Any drug on the World Health Organization's new list of approved drugs and
drugmakers qualifies automatically, said Anil Soni, a fund official. That
list, begun in March, includes drugs from companies like India's Cipla that
copy products patented in the West, which is legal under Indian law.
The fund was started last year with great fanfare by the United Nations
secretary general, Kofi Annan, in the hope that it would become the
repository for Western donations of $7 billion to $10 billion a year toward
fighting disease.
Thus far, Dr. Feachem said, it has received worthy requests from poor
countries totaling about $8 billion, but has received only $2.1 billion in
pledges. Advocates for the poor have been particularly bitter that the
United States has not donated more. President Bush's first pledge was $200
million.
Of the 30 million people with the AIDS virus in Africa, it is estimated
that
only 30,000 are getting the anti-retroviral drugs that are routinely
prescribed for American and European AIDS patients.
But there was positive reaction to Mr. Feachem's announcement, including a
surprising endorsement from the pharmaceutical industry's trade group.
Shannon Herzfeld, a spokeswoman for the Pharmaceutical Research and
Manufacturers of America, said the group supported the fund's decision. "We
believe strongly that there is room for bona fide generics as long as they
are of high quality."
William F. Haddad, a generics maker who helped create the cheaper off-brand
industry in the United States, called the fund's decision "a big victory."
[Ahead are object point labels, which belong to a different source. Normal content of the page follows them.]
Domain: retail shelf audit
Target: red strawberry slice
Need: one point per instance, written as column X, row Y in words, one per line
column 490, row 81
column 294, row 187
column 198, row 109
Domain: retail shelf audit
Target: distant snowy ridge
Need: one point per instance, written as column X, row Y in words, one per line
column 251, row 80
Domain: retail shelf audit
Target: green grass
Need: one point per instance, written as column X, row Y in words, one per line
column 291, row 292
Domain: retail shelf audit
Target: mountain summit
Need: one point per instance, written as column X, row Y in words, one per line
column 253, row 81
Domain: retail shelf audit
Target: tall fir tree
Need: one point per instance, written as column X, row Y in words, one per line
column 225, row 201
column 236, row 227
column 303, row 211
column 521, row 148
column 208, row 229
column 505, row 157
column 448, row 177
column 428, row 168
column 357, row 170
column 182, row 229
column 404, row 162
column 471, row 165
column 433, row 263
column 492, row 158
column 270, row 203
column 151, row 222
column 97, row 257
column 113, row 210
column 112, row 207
He contended that small countries in Africa, Latin America and Eastern
Europe are afraid that the United States will punish them if they try to
import generic medicines. "The U.S. is like an octopus," he said. "It's
continually threatening to do `something' to countries who buy from
generics
makers."
Mr. Haddad could not say which American officials had done so. In the early
days of the Clinton administration, the Commerce Department aggressively
threatened countries that ignored American patents with trade sanctions,
but
it changed its policy in December 1999 in the face of the AIDS epidemic.
The
Bush administration has said it would continue the latter policy.
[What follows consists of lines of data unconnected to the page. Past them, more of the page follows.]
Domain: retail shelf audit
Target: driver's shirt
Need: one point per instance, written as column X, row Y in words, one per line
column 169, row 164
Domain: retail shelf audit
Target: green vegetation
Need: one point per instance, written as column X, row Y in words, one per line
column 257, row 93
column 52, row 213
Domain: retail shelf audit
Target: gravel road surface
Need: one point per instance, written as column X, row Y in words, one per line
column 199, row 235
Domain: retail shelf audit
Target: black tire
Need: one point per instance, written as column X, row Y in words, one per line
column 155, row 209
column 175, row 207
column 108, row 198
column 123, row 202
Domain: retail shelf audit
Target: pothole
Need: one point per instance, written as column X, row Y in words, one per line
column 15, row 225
A senior state department official who is familiar with the Global Fund
disputed Mr. Haddad's argument, saying: "From my vantage point, there has
been no such pressure. We've been nothing but supportive of countries who
submit applications to the Global Fund."
The United States supports the right of poor countries to buy generic drugs
with Global Fund money, the official said. "We don't have a bias for or
against generics," he said, "as long as they aren't deprived of the
opportunity of choosing brand names."